The ghost of John James Audubon, dressed in a ruffled shirt and long jacket, sits in broad daylight on the porch. Some believe Audubon has returned to reveal his true self. Some historians speculate that Audubon was the son of Louis XVI and Marie Antoinette of France. Supposedly, the nine-year-old Audubon escaped from a prison shortly after his mother was beheaded. Jean Audubon legally adopted the boy and brought him to America. Audubon visited the Keys and Dry Tortugas in 1832. He left the area after sighting and drawing eighteen new birds for his “Birds of America” spread.
Captain Tony’s Saloon – 428 Greene Street
Before a bar, the building housed the first morgue on the island. The hanging tree, where murderers and pirates faced death, stood next to the morgue. The hanging tree, from which seventeen people hanged, now grows through the center of Captain Tony’s. Workers found sixteen skeletons while laying a new foundation. A tombstone in the pool room marks where the coroner buried his own daughter.
One of the seventeen was a woman executed for killing her husband and son. People dragged her to the tree to hang her. Now known as “the Lady in Gray,” she appears in nightgown she wore as she dangled from the tree. For safety reasons, Tony enclosed bottles of holy water within the walls of the poolroom, in hopes of warding off evil spirits.
The Curry Mansion – 806 Fleming Street
While living in the house, Petunia would go to the cupola of the mansion to watch for her husband’s ship come in. When she would see his ship, she would start playing the trombone until the ship came into port, which would take a day or two. One time, a retired sailor, who lived nearby, could not take her continuing playing, hours after hour. Believe it or not, he ended up shooting her out the cupola with a cannon and killing her.

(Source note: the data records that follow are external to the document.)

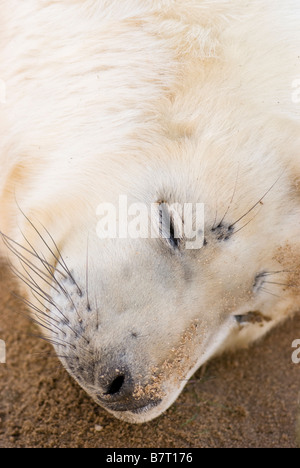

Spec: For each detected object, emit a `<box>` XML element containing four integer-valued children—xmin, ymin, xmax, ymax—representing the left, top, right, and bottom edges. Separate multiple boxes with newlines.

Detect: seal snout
<box><xmin>96</xmin><ymin>365</ymin><xmax>161</xmax><ymax>412</ymax></box>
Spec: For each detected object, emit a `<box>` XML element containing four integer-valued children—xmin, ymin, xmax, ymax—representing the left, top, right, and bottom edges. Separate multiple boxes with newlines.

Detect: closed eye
<box><xmin>159</xmin><ymin>203</ymin><xmax>182</xmax><ymax>250</ymax></box>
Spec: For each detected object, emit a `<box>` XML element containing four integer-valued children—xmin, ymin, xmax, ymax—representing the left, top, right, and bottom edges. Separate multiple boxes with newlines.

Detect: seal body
<box><xmin>0</xmin><ymin>0</ymin><xmax>300</xmax><ymax>422</ymax></box>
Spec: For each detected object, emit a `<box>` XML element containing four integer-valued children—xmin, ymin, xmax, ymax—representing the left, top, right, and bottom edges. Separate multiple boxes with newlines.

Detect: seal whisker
<box><xmin>219</xmin><ymin>164</ymin><xmax>240</xmax><ymax>226</ymax></box>
<box><xmin>33</xmin><ymin>217</ymin><xmax>82</xmax><ymax>297</ymax></box>
<box><xmin>0</xmin><ymin>232</ymin><xmax>67</xmax><ymax>279</ymax></box>
<box><xmin>16</xmin><ymin>201</ymin><xmax>77</xmax><ymax>285</ymax></box>
<box><xmin>230</xmin><ymin>174</ymin><xmax>282</xmax><ymax>229</ymax></box>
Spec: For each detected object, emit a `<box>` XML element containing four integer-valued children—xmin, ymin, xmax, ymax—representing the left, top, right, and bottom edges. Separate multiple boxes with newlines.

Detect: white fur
<box><xmin>0</xmin><ymin>0</ymin><xmax>300</xmax><ymax>422</ymax></box>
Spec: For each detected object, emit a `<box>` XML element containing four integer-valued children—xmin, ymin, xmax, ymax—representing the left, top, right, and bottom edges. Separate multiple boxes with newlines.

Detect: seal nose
<box><xmin>97</xmin><ymin>366</ymin><xmax>134</xmax><ymax>411</ymax></box>
<box><xmin>96</xmin><ymin>366</ymin><xmax>160</xmax><ymax>412</ymax></box>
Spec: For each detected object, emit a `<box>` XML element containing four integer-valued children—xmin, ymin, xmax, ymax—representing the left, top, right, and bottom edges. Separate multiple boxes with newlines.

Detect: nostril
<box><xmin>105</xmin><ymin>375</ymin><xmax>125</xmax><ymax>395</ymax></box>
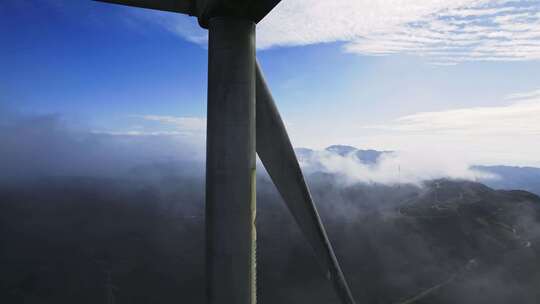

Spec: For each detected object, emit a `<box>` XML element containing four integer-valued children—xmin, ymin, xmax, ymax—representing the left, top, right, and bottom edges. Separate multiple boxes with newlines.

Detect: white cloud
<box><xmin>140</xmin><ymin>115</ymin><xmax>206</xmax><ymax>132</ymax></box>
<box><xmin>300</xmin><ymin>151</ymin><xmax>496</xmax><ymax>185</ymax></box>
<box><xmin>365</xmin><ymin>90</ymin><xmax>540</xmax><ymax>136</ymax></box>
<box><xmin>141</xmin><ymin>0</ymin><xmax>540</xmax><ymax>64</ymax></box>
<box><xmin>258</xmin><ymin>0</ymin><xmax>540</xmax><ymax>64</ymax></box>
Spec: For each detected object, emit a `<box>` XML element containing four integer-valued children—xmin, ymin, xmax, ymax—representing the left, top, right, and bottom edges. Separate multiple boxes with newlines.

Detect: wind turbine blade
<box><xmin>94</xmin><ymin>0</ymin><xmax>195</xmax><ymax>15</ymax></box>
<box><xmin>255</xmin><ymin>63</ymin><xmax>355</xmax><ymax>304</ymax></box>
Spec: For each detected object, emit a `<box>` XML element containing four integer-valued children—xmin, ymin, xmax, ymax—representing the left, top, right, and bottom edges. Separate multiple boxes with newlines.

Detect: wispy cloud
<box><xmin>258</xmin><ymin>0</ymin><xmax>540</xmax><ymax>64</ymax></box>
<box><xmin>140</xmin><ymin>0</ymin><xmax>540</xmax><ymax>64</ymax></box>
<box><xmin>139</xmin><ymin>115</ymin><xmax>206</xmax><ymax>132</ymax></box>
<box><xmin>365</xmin><ymin>90</ymin><xmax>540</xmax><ymax>136</ymax></box>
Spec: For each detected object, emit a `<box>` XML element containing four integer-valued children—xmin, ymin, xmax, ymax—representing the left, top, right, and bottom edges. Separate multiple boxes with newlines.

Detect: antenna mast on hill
<box><xmin>94</xmin><ymin>0</ymin><xmax>354</xmax><ymax>304</ymax></box>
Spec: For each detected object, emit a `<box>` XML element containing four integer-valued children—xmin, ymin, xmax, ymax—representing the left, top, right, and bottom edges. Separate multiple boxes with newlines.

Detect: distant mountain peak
<box><xmin>325</xmin><ymin>145</ymin><xmax>358</xmax><ymax>156</ymax></box>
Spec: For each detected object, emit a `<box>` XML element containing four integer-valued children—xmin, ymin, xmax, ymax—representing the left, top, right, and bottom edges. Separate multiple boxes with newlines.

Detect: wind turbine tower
<box><xmin>92</xmin><ymin>0</ymin><xmax>354</xmax><ymax>304</ymax></box>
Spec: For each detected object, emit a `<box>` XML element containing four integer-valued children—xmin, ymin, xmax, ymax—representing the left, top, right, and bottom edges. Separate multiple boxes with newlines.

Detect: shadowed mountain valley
<box><xmin>0</xmin><ymin>167</ymin><xmax>540</xmax><ymax>304</ymax></box>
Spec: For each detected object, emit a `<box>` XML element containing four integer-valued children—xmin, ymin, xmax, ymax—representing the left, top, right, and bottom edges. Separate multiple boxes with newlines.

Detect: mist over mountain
<box><xmin>0</xmin><ymin>116</ymin><xmax>540</xmax><ymax>304</ymax></box>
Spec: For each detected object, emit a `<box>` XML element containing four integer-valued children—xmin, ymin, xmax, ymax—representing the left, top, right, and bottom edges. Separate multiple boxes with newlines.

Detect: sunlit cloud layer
<box><xmin>366</xmin><ymin>90</ymin><xmax>540</xmax><ymax>136</ymax></box>
<box><xmin>150</xmin><ymin>0</ymin><xmax>540</xmax><ymax>64</ymax></box>
<box><xmin>258</xmin><ymin>0</ymin><xmax>540</xmax><ymax>64</ymax></box>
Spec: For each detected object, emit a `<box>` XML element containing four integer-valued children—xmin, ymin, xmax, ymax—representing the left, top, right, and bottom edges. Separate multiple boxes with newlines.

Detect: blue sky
<box><xmin>0</xmin><ymin>0</ymin><xmax>540</xmax><ymax>165</ymax></box>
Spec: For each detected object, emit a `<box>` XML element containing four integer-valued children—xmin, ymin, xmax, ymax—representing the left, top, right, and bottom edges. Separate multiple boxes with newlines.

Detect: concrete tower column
<box><xmin>206</xmin><ymin>17</ymin><xmax>256</xmax><ymax>304</ymax></box>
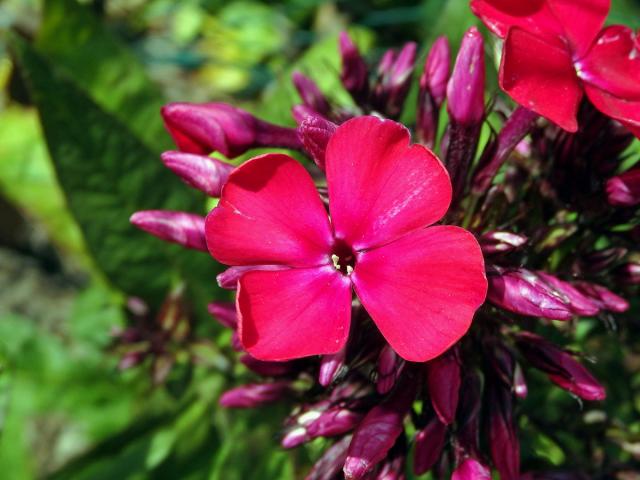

One visitor, who stayed at the Curry Mansion for a week, said that during the second night of her stay, she felt hands on her shoulders, violently shaking her until she woke. Awake, she saw Petunia standing beside the bed before disappearing into the lampshade. She tried to return to sleep when she felt Petunia shake her shoulder again.
The woman said that she decided to ignore the apparition, but Petunia persisted and, for the next two hours, shook the bed ferociously. Her husband slept through the entire episode, but said he felt weird. Later, the couple learned that Petunia only haunted visitors on Sundays, the day she had been murdered. However, on the last day of their visit, a peasants dress appeared on the dresser in the room. She asked her husband if he knew who had put it there and he said he didn’t know. They believe that Petunia left the dress for them.
Sources:
- Hauck, Dennis William. Haunted Places: The National Directory: Ghostly Abodes, Sacred Sites, UFO Landings and Other Supernatural Locations. New York: Penguin, 2002.
- Juliano, Dave. Shadowlands: Ghosts and Hauntings. 2010. Web.
- Myers, Arthur. Ghosts of the Rich and Famous New York: Contemporary Books, 1988.
- Ogden, Tom. The Complete Idiot’s Guide to Ghosts and Hauntings. New York: Penguin Group, 2004.